Les Saoudiens accusent les Libanais de soutenir l’Iran, et prennent des mesures coercitives en réponse.

Une DJ libanaise était à quelques jours de se rendre à Riyad pour jouer pendant un mois dans l’un des plus récents centres de divertissement de la capitale saoudienne, lorsqu’un message Whatsapp, bref et poli, l’a informée que le contrat n’aboutirait pas. La directrice d’une agence de communication basée à Beyrouth, la capitale du Liban, avait négocié pour relancer un contrat vieux de deux ans, mis entre parenthèses par la pandémie, pour des centaines de milliers de dollars. Après deux jours de silence, son client saoudien, dans un appel d’excuse, a dit que ce n’était pas le moment.

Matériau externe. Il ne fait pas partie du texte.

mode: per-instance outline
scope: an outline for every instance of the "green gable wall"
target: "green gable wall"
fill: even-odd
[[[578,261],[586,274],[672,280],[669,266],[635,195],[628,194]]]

Mais aussi : un propriétaire d’entreprise, qui, pendant des années, a exporté de la papeterie vers le royaume saoudien, a dû renvoyer 20 conteneurs de cahiers et de papier prêts à être expédiés dans son entrepôt à l’extérieur de Beyrouth. Ce sont là quelques-unes des victimes de la furieuse réaction de l’Arabie saoudite contre le Liban, en octobre dernier, après qu’un ministre libanais a critiqué sa guerre contre les rebelles Houthis (chiites, soutenus par l’Iran), au Yémen, depuis 2015. Et qui a précipité le pays, selon les Nations unies (ONU), dans l’une des pires catastrophes humanitaires.

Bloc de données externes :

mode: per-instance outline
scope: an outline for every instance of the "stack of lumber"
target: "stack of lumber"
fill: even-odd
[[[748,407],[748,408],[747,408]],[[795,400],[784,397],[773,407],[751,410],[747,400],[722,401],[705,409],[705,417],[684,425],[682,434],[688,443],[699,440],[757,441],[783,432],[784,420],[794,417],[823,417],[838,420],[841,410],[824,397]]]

« À l’origine de la crise, rappelle l’agence américaine Associated Press (AP), on trouve une rivalité régionale vieille de plusieurs années avec l’Iran et un malaise saoudien face à l’influence croissante du Hezbollah libanais, soutenu par le régime de Téhéran. Le Liban est pris entre deux feux. »

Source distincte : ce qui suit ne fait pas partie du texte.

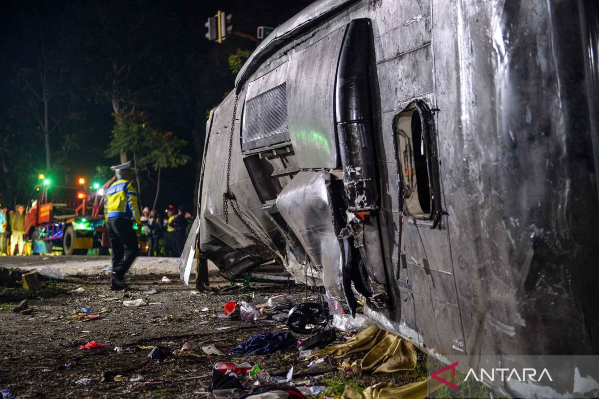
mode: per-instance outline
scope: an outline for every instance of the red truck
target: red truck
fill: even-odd
[[[109,243],[100,211],[104,190],[113,180],[93,191],[83,184],[53,185],[48,180],[35,185],[25,217],[25,236],[31,242],[32,252],[77,255],[99,248],[100,254],[108,254]]]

En réponse aux commentaires du ministre, l’Arabie saoudite a rappelé son ambassadeur et interdit les importations libanaises, allant du chocolat aux produits chimiques, qui rapportaient environ 240 millions de dollars par an. Et, désormais, la crise diplomatique suscite l’inquiétude des Libanais, en particulier de ceux qui travaillent dans les pays du Golfe, à un moment où le Liban subit déjà un effondrement économique sans précédent. Chloe, la DJ libanaise, partage cette angoisse : « Je me suis sentie mal, dit-elle, pas seulement pour ma part, mais pour mon pays et pour les expatriés ».

D’autant plus que de nombreuses familles libanaises vivent à l’étranger. En particulier dans les monarchies du Golfe. Et les envois de fonds de plus de 350 000 Libanais travaillant et vivant dans ces pays ont été essentiels, à un moment où l’effondrement économique et social du « Pays du Cèdre » fait grimper l’inflation et le chômage. Selon la Banque mondiale, les envois de fonds de plus de 6,2 milliards de dollars, provenant principalement des pays du Golfe, représentaient 18,9 % du PIB du Liban en 2020, soit l’un des plus élevés au monde.

Si la valeur en dollars des exportations vers l’Arabie saoudite a diminué ces dernières années, le royaume a été l’un des principaux importateurs de produits libanais – notamment de savon, de livres imprimés et de certaines conserves alimentaires. Raison pour laquelle les responsables du gouvernement libanais ont tout tenté pour désamorcer la crise, affirmant que les commentaires du ministre de l’Information, George Kordahi, faits avant qu’il ne prenne ses fonctions, ne représentaient pas leur point de vue.

Pénuries de carburant

Dans le même temps, le Koweït, le Bahreïn et les Émirats arabes unis ont également rappelé leurs ambassadeurs et, comme les Saoudiens, ont demandé aux diplomates libanais de quitter le pays, inaugurant ainsi l’une des périodes les plus froides des relations diplomatiques entre ces pays du Golfe et le Liban – quand bien même les relations s’étaient dégradées depuis un certain temps. En 2013, des centaines de chiites libanais travaillant dans le Golfe avaient été expulsés, car soupçonnés de soutenir le Hezbollah, qui venait d’entrer en guerre en Syrie aux côtés de Bachar al-Assad (et de l’Iran).

Et, signe qui ne trompe pas, alors que la crise financière du Liban commençait à se répandre en 2019, l’Arabie saoudite, qui avait pourtant soutenu Beyrouth à hauteur de 6 milliards de dollars entre 2004 et 2015 – en investissements et en soutien diplomatique -, était aux abonnés absents, préférant détourner le regard d’un pays allié en plein marasme économique et politique – le Liban peinait, à l’époque, comme aujourd’hui, à trouver une stabilité gouvernementale.

Au début de cette année, l’Arabie saoudite a intensifié la pression, en empêchant par exemple les produits libanais d’atteindre ou de transiter par le royaume, après avoir accusé le Hezbollah d’utiliser les cargaisons pour faire passer de la drogue. Un coup dur pour les agriculteurs, qui dépendent principalement du Golfe pour commercialiser leurs produits. Mais un coup dur, selon Riyad, aux accents de « punition collective », en réponse au soutien de Beyrouth au mouvement chiite libanais.

Désormais, selon AP, « les mesures saoudiennes menacent de démanteler tout ce qui reste d’une base manufacturière au Liban ». La crise bancaire a déjà contraint de nombreuses entreprises à réduire leurs effectifs, et les pénuries de carburant ont fait du Liban l’un des pays les plus chers en termes de production d’électricité. Georges Nasraoui, directeur par intérim de l’Association des industriels libanais, a déclaré qu’au moins 15 usines parmi les 900 membres du groupe ont transféré leurs activités dans les pays voisins au cours des derniers mois. D’autres envisagent de le faire, ce qui mettrait davantage d’emplois en danger.